Jonathan Fryer
What were the effects of the Battle of Passchendaele?
The Battle of Passchendaele (Third Battle of Ypres) occurred throughout the summer
and autumn of 1917 (31 July – 6 November) and encompassed several smaller offensives.
British and Imperial soldiers fought their German opponents across a Belgian landscape
destroyed by shelling and rendered a swamp by persistent rains and the destruction of the
drainage systems. The effects of the battle ranged from the strategic and numerical to the
political and personal.
1. Strategic
The offensive’s immediate aim was to seize the high ground of the Ypres salient.
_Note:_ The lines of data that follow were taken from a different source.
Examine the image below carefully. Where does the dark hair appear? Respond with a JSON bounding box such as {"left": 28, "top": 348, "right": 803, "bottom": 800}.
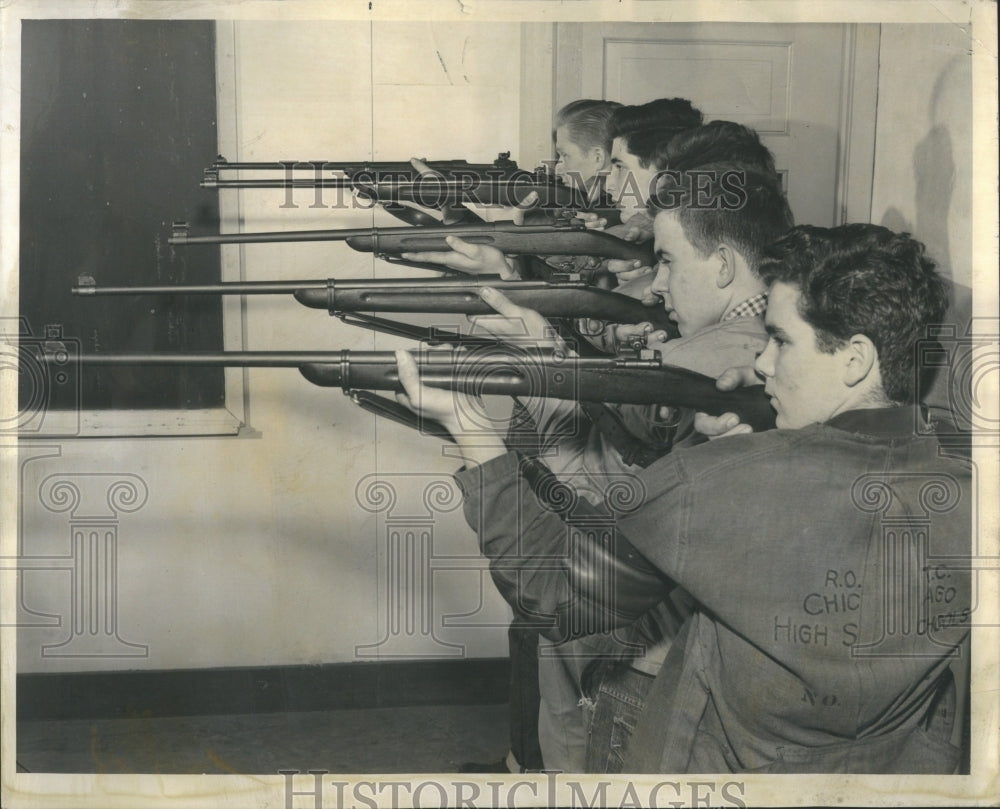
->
{"left": 661, "top": 120, "right": 778, "bottom": 178}
{"left": 757, "top": 224, "right": 948, "bottom": 403}
{"left": 609, "top": 98, "right": 704, "bottom": 167}
{"left": 554, "top": 99, "right": 623, "bottom": 154}
{"left": 649, "top": 162, "right": 794, "bottom": 271}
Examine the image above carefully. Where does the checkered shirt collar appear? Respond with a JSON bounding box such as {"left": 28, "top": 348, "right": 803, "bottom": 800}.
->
{"left": 723, "top": 292, "right": 768, "bottom": 322}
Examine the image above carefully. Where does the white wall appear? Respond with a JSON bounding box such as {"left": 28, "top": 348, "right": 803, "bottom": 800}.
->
{"left": 17, "top": 21, "right": 523, "bottom": 674}
{"left": 870, "top": 24, "right": 974, "bottom": 287}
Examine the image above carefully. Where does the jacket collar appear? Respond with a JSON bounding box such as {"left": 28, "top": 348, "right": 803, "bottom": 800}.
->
{"left": 827, "top": 406, "right": 926, "bottom": 438}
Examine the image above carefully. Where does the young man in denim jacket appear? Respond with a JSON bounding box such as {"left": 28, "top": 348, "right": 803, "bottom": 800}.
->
{"left": 397, "top": 223, "right": 971, "bottom": 773}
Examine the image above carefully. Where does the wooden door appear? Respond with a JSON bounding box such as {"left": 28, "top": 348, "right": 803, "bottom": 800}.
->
{"left": 548, "top": 22, "right": 879, "bottom": 227}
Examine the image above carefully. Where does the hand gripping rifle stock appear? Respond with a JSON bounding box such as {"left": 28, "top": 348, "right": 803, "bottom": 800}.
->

General Douglas Haig had further ambitions and hoped to break the German lines, advance to
the coast and seize and German submarine bases, thus striking at the campaign of unrestricted
warfare waged against British shipping. The offensive, whilst seizing the salient, only
advanced the front five miles. These hard-fought gains were seized in 1918 in three days by a
German offensive. The battle thus failed to break the stalemate on the Western Front and,
furthermore, depleted the British reserves. This in turn prevented the exploitation of the initial
successes at the Battle of Cambrai (1917).
2. Losses
The ferocity of the fighting, combined with the swamped landscape, produced an
enormous casualty rate for both sides. It is estimated that upwards of 240,000 British soldiers
were lost, killed, wounded, captured or missing, along with 85,000 Imperial soldiers.
Germany lost a further 200,000 men.1 In addition to the destruction of the landscape, the
village of Passchendaele was totally destroyed.
3. Domestic/Political
Haig’s failure to achieve anything more than a marginal victory by attrition,
combined with the failures at Cambrai, saw him lose credit with British politicians.
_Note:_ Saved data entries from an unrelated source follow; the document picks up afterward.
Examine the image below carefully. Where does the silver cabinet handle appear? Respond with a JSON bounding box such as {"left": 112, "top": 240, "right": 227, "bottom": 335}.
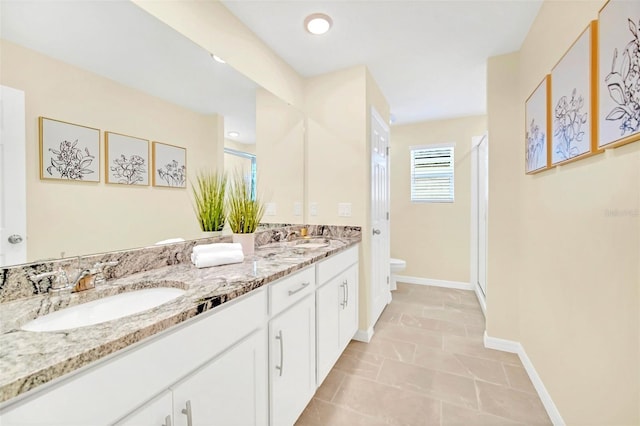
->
{"left": 275, "top": 330, "right": 284, "bottom": 376}
{"left": 288, "top": 281, "right": 310, "bottom": 296}
{"left": 181, "top": 400, "right": 193, "bottom": 426}
{"left": 162, "top": 415, "right": 172, "bottom": 426}
{"left": 340, "top": 281, "right": 347, "bottom": 308}
{"left": 344, "top": 280, "right": 349, "bottom": 307}
{"left": 8, "top": 234, "right": 23, "bottom": 244}
{"left": 372, "top": 228, "right": 381, "bottom": 235}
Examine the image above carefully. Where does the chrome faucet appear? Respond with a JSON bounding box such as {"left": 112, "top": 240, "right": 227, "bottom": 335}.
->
{"left": 28, "top": 260, "right": 119, "bottom": 293}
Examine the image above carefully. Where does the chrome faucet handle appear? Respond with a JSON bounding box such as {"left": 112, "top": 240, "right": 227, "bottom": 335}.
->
{"left": 29, "top": 268, "right": 70, "bottom": 293}
{"left": 92, "top": 260, "right": 119, "bottom": 286}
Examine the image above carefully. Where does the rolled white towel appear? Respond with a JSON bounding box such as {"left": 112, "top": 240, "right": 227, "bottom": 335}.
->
{"left": 155, "top": 238, "right": 185, "bottom": 245}
{"left": 192, "top": 243, "right": 243, "bottom": 256}
{"left": 191, "top": 247, "right": 243, "bottom": 264}
{"left": 193, "top": 251, "right": 244, "bottom": 268}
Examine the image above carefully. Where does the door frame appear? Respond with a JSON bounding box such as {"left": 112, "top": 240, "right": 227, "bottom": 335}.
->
{"left": 470, "top": 133, "right": 488, "bottom": 315}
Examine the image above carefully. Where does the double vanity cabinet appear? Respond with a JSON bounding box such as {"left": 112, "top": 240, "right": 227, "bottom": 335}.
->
{"left": 0, "top": 244, "right": 359, "bottom": 426}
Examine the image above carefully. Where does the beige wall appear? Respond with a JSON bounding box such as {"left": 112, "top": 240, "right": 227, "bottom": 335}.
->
{"left": 390, "top": 115, "right": 487, "bottom": 283}
{"left": 225, "top": 139, "right": 255, "bottom": 155}
{"left": 1, "top": 40, "right": 222, "bottom": 261}
{"left": 488, "top": 1, "right": 640, "bottom": 423}
{"left": 256, "top": 88, "right": 305, "bottom": 224}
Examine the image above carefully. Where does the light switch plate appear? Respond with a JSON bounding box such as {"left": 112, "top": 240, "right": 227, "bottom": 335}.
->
{"left": 293, "top": 202, "right": 302, "bottom": 216}
{"left": 310, "top": 202, "right": 318, "bottom": 217}
{"left": 265, "top": 202, "right": 277, "bottom": 216}
{"left": 338, "top": 203, "right": 352, "bottom": 217}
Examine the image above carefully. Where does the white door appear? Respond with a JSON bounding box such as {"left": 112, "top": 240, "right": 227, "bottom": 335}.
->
{"left": 370, "top": 107, "right": 391, "bottom": 328}
{"left": 477, "top": 135, "right": 488, "bottom": 297}
{"left": 0, "top": 85, "right": 27, "bottom": 266}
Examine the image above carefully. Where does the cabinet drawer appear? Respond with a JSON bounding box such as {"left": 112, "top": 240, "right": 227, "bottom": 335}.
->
{"left": 269, "top": 266, "right": 315, "bottom": 316}
{"left": 317, "top": 245, "right": 358, "bottom": 284}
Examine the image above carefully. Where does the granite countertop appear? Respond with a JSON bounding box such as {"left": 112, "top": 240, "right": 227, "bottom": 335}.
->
{"left": 0, "top": 237, "right": 360, "bottom": 404}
Lloyd-George, as a consequence, took over the strategic conduct of the war and there was
an increasing reluctance to replace losses for fear of them being wasted.
1
Michael Howard, The First World War (Oxford, 2007), p. 90.
Jonathan Fryer
4. Personal
The battle affected individuals. The conditions were amongst the worst experienced
during the war with exhausted soldiers battling to survive in persistently wet and muddy
uniforms, fighting from shell holes against a German defensive line fortified by pillboxes, and
often going without basic supplies such as clean water. Mustard gas, used in the war for the
first time in July 1917, blinded its victims. There were also the psychological effects which
often went untold, soldiers being left unable to talk about their experiences. The last survivor
of the battle, Harry Patch, recollects the ‘bewilderment and fear on the men’s faces’ as they
went into battle, and how he held the hand of a Cornishman who was dying from horrific
injuries.2 The battle created widows and fatherless children on both sides.
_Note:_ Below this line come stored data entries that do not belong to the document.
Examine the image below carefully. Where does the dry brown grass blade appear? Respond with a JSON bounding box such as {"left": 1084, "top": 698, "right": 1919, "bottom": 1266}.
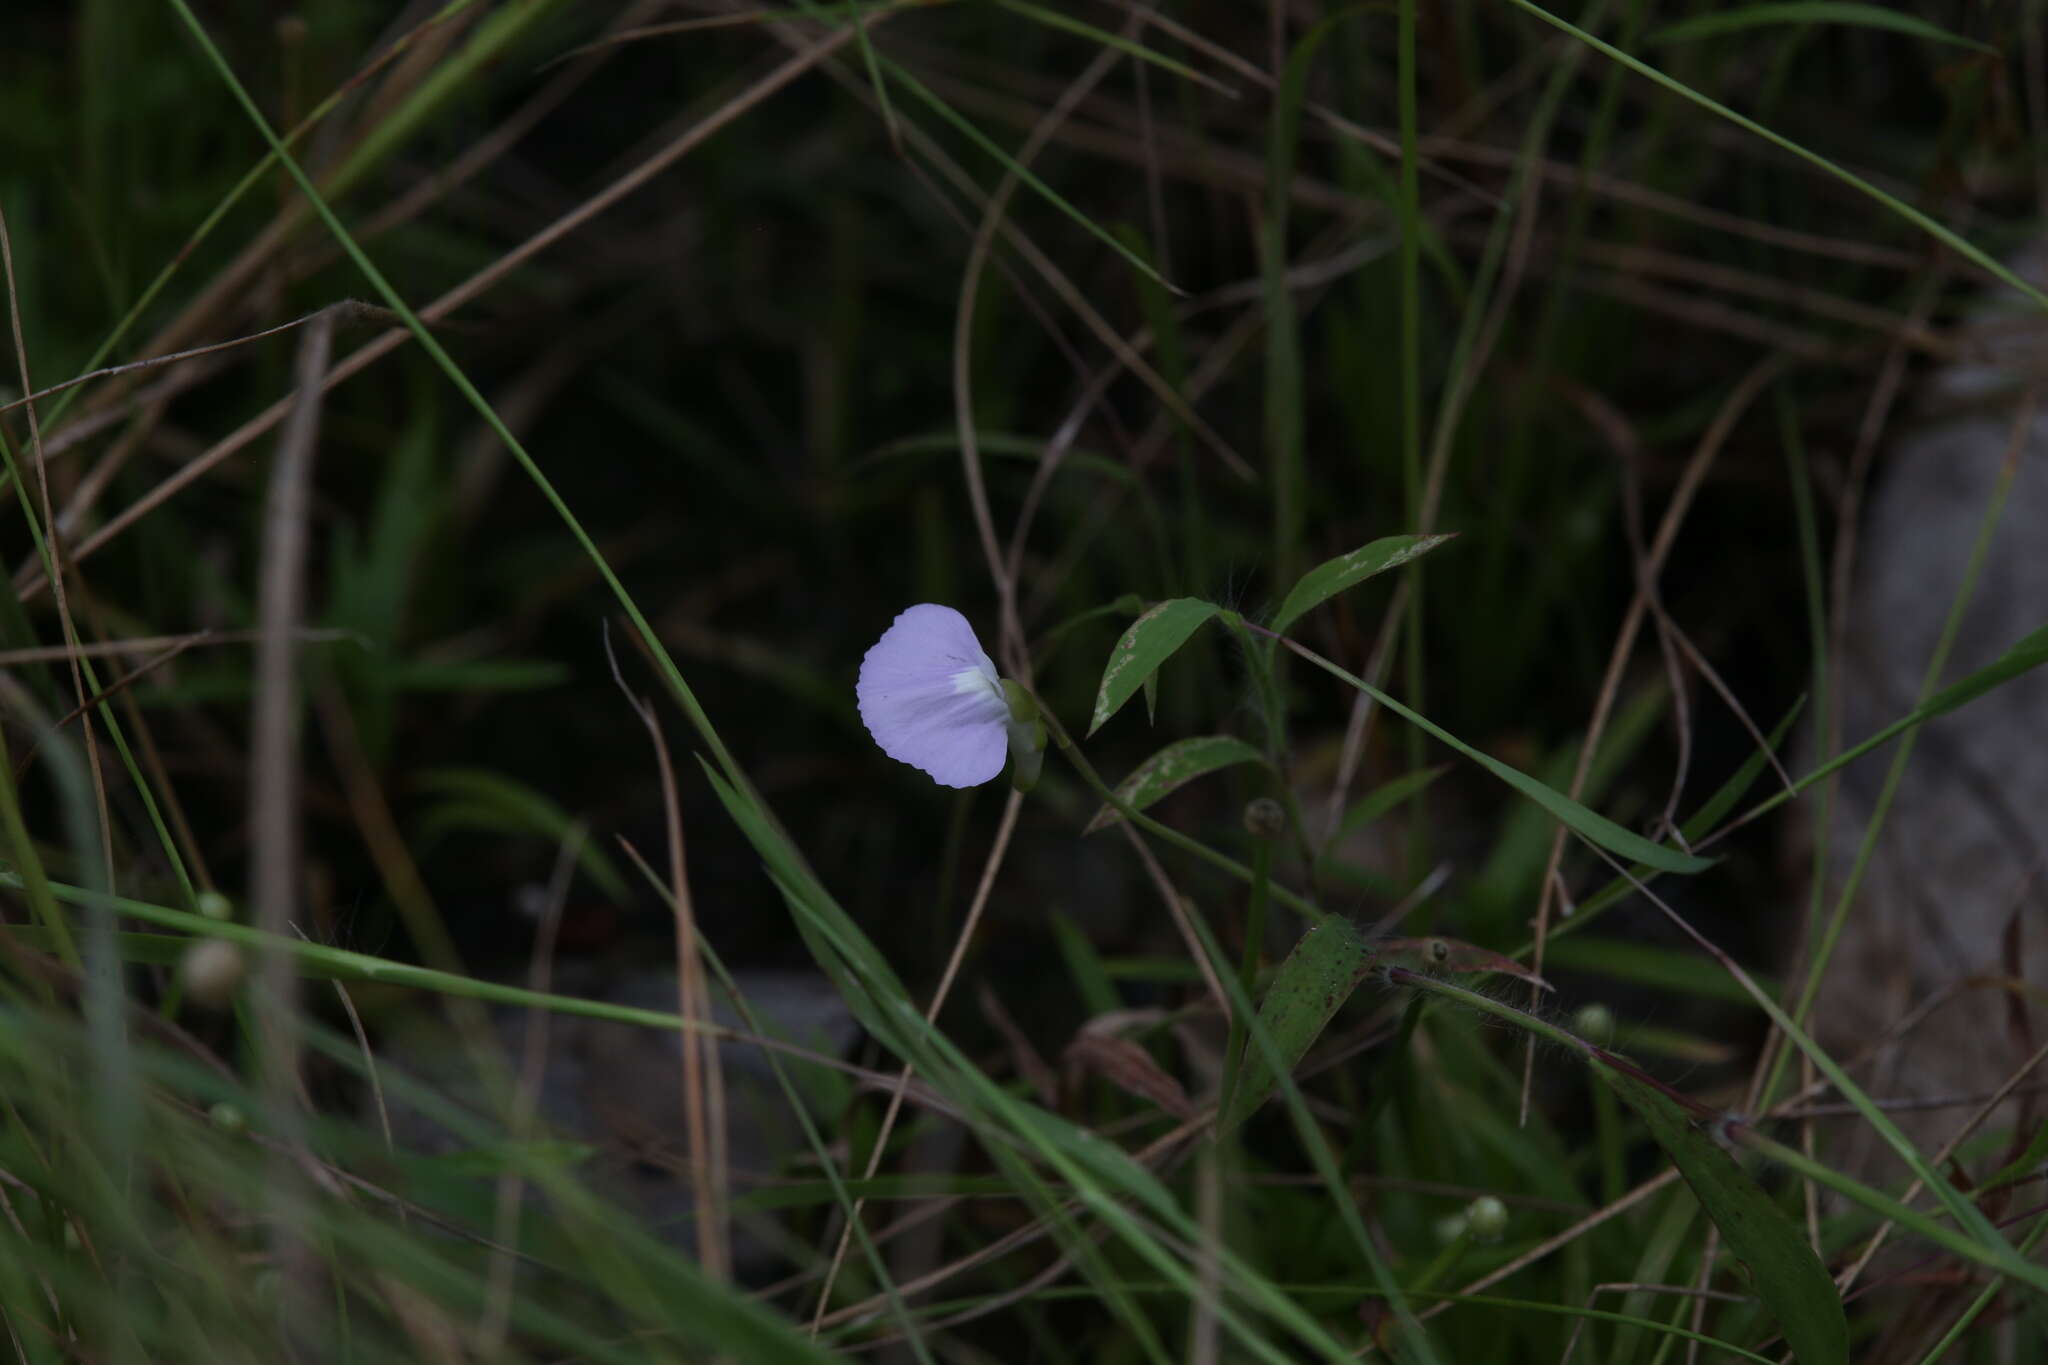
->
{"left": 605, "top": 626, "right": 731, "bottom": 1282}
{"left": 0, "top": 304, "right": 391, "bottom": 420}
{"left": 0, "top": 627, "right": 353, "bottom": 666}
{"left": 1562, "top": 376, "right": 1795, "bottom": 825}
{"left": 1694, "top": 274, "right": 1956, "bottom": 865}
{"left": 246, "top": 301, "right": 336, "bottom": 1344}
{"left": 109, "top": 674, "right": 213, "bottom": 895}
{"left": 479, "top": 824, "right": 583, "bottom": 1353}
{"left": 0, "top": 202, "right": 114, "bottom": 891}
{"left": 957, "top": 26, "right": 1130, "bottom": 675}
{"left": 1517, "top": 351, "right": 1796, "bottom": 1124}
{"left": 19, "top": 25, "right": 860, "bottom": 603}
{"left": 808, "top": 786, "right": 1025, "bottom": 1334}
{"left": 10, "top": 636, "right": 205, "bottom": 786}
{"left": 1830, "top": 1033, "right": 2048, "bottom": 1298}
Passchendaele has often been viewed as a failure from a British perspective. Minimal
gains were made at an immense cost. It can be argued, however, that the losses sustained by
the Germans contributed to their declining morale and later collapse. Furthermore, the
offensive relieved pressure on the much-battered, and sometimes mutinous, French armies in
the time before the arrival of American forces, which was to give the Allies a decisive
advantage. What was a common effect for both sides, however, was the experience of the
horrors of warfare and the creation of wounds, both physical and psychological, which
remained with the survivors for the rest of their lives.
2
Max Arthur, Forgotten Voices of the Great War (London, 2002), p. 222.